Based on Microsoft’s guidance, here’s what administrators should do right now:

  1. Enable the policy safely. Navigate to Devices > Configuration profiles > Create profile. Choose "Windows 10 and later" and "Settings Catalog." Search for "Discovered Apps," and enable the setting "Turn on inventory of discovered applications." Assign it to a small test group of devices first. Do not deploy it broadly until you understand the network and performance impact.

  2. Validate the data. After at least 24 hours, check the Discovered Apps report. Compare it against a known inventory from another source. Look for missing applications—especially user-installed apps, browsers, and security tools. Note any discrepancies in version numbers; the data isn’t always as precise as what a dedicated scanner provides.

  3. Integrate with your existing processes.
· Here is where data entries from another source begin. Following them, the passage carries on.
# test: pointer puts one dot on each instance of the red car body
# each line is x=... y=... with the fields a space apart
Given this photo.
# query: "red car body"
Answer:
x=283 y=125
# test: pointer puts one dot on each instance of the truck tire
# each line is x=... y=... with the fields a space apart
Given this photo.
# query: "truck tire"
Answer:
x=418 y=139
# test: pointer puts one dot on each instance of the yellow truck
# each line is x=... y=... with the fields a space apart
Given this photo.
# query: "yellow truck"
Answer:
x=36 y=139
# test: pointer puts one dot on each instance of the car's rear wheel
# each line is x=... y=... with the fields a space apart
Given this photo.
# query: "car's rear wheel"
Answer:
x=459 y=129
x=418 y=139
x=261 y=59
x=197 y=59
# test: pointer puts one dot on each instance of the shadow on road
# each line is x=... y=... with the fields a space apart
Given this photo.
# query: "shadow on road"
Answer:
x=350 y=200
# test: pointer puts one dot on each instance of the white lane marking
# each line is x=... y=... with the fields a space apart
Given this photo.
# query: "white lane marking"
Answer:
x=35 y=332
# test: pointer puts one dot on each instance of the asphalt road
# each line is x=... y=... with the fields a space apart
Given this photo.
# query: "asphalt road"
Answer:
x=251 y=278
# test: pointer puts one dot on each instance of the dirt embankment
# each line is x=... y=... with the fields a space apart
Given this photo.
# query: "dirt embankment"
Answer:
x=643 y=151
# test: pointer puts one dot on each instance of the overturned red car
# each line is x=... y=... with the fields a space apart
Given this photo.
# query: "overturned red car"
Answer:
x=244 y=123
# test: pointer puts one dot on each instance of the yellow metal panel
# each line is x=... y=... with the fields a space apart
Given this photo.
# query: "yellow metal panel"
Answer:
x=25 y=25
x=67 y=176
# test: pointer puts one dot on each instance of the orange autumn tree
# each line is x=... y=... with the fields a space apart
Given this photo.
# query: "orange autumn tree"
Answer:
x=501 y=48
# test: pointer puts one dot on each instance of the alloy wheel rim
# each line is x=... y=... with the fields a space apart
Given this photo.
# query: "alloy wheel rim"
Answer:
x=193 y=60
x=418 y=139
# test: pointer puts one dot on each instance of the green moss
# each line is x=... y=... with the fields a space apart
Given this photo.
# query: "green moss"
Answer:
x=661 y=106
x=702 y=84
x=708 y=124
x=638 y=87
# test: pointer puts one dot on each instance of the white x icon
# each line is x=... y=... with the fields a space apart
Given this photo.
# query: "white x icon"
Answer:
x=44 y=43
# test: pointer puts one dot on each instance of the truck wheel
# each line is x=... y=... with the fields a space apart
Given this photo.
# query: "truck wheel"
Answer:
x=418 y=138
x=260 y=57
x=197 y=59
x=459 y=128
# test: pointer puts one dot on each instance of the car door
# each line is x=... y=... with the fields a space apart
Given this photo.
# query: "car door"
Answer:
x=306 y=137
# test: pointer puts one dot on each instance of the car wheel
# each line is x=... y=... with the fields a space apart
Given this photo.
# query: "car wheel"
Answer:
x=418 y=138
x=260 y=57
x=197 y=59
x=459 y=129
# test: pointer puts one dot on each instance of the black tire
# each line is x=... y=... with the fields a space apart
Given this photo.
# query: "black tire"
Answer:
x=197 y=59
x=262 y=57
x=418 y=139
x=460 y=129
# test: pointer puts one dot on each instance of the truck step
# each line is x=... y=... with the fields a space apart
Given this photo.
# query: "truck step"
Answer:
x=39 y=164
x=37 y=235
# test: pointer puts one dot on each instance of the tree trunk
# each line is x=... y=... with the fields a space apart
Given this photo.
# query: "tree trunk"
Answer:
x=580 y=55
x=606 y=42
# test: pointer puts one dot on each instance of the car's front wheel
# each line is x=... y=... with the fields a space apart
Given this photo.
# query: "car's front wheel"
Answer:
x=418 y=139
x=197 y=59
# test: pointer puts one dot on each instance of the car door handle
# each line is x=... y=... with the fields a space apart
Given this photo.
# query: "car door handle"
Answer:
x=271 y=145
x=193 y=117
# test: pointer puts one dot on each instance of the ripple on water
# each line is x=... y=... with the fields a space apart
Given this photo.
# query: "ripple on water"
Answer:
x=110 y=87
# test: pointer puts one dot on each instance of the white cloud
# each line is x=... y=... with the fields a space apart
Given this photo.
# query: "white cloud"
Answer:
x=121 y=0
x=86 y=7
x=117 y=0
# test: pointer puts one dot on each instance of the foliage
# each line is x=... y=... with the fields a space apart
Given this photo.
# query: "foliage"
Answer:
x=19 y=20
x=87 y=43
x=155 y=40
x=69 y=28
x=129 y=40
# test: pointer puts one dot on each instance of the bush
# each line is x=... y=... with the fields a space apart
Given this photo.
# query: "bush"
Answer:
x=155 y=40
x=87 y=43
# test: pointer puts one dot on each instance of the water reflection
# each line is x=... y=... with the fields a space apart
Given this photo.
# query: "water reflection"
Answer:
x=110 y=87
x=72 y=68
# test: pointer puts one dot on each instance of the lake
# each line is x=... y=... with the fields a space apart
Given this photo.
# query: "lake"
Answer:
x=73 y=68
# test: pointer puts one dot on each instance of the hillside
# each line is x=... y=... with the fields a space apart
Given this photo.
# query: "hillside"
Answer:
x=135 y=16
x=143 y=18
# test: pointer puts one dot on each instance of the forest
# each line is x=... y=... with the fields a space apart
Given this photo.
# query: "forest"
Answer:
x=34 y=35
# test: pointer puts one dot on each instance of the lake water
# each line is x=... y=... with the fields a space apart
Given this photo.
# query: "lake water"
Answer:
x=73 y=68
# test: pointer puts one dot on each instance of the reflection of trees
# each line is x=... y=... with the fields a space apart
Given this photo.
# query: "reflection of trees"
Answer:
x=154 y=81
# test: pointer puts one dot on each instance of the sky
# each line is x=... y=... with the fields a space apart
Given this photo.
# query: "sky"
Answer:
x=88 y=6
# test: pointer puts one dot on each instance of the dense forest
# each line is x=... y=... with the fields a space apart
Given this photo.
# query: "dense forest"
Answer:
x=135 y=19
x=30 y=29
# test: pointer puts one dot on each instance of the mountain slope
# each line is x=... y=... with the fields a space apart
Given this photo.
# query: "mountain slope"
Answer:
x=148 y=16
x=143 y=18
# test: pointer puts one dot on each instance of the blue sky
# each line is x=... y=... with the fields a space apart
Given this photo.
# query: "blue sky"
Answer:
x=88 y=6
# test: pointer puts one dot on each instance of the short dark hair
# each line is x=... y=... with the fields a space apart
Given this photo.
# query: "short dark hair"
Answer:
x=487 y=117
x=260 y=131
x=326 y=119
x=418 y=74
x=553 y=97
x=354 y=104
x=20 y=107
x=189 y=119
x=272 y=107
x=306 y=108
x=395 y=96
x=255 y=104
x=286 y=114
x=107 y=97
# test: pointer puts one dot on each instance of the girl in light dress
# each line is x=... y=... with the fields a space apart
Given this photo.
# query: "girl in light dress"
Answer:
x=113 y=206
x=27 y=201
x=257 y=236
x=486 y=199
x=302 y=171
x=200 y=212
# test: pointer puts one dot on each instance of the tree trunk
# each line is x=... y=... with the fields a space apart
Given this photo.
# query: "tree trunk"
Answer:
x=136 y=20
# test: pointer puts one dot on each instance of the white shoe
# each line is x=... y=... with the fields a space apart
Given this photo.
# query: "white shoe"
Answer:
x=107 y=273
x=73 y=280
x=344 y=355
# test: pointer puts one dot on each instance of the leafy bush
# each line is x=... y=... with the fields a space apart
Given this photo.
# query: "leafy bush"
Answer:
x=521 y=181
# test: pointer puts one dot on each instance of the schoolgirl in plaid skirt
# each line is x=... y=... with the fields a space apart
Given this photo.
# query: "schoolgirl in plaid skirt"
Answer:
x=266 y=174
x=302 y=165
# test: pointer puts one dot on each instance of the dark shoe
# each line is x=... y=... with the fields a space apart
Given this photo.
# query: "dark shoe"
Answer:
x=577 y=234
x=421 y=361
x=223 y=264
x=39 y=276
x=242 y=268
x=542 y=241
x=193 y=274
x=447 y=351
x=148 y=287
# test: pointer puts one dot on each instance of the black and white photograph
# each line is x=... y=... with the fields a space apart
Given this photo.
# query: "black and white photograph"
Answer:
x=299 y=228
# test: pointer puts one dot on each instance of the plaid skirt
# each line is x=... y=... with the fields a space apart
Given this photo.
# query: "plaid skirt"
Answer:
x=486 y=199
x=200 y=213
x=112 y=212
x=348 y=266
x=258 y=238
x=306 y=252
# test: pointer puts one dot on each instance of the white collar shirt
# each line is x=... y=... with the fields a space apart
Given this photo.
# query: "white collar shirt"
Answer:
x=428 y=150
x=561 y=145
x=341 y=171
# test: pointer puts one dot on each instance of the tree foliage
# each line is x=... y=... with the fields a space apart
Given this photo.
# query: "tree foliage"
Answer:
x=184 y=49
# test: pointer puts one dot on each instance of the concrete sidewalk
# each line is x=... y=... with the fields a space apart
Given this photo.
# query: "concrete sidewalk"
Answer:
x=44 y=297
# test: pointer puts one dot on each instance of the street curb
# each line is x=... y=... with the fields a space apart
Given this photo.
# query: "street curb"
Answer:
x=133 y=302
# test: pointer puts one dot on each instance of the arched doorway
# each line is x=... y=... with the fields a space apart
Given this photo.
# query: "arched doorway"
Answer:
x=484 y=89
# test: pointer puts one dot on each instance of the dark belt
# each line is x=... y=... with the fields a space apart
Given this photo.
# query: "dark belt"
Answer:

If you use Microsoft Graph API, you can query discovered app data via the deviceAppManagement/discoveredApps endpoint. However, this endpoint is still in beta and subject to change. Consider building a Power BI report or a Logic App that exports the inventory to a SQL database for cross-referencing, but don’t retire your current tool until you’ve run both in parallel for at least three patch cycles.

  4. Set expectations with stakeholders. Your compliance and procurement teams may already be eyeing Intune as a source of truth. Warn them that this data is not authoritative for licensing or security audits. Document the limitations and share them with your leadership.

  5. Monitor Microsoft’s roadmap. The Intune development team regularly updates the public roadmap at www.microsoft.com/en-us/microsoft-365/roadmap. Search for feature ID 124912 (originally associated with the general availability of Discovered Apps) and related entries to see forthcoming enhancements like export capabilities or improved detection logic.

What’s Coming Next

Microsoft hasn’t abandoned plans to strengthen Intune’s inventory capabilities. Insider builds and tech community posts suggest the team is working on a unified inventory view that merges discovered apps, managed apps, and endpoint analytics into a single pane of glass. That project, tentatively called “Unified Inventory,” could become the long-term replacement for legacy software asset management tools—but it remains in private preview with no release date.

In the meantime, treat Discovered Apps as a pilot program inside your tenant. Its value is real for cleaning up application sprawl, identifying redundant titles, and supporting Windows 11 migration readiness checks. But it’s not yet the operational inventory system many administrators have been waiting for. Keep your existing software asset management processes running, and let Intune’s feature mature before you bet your audit compliance on it.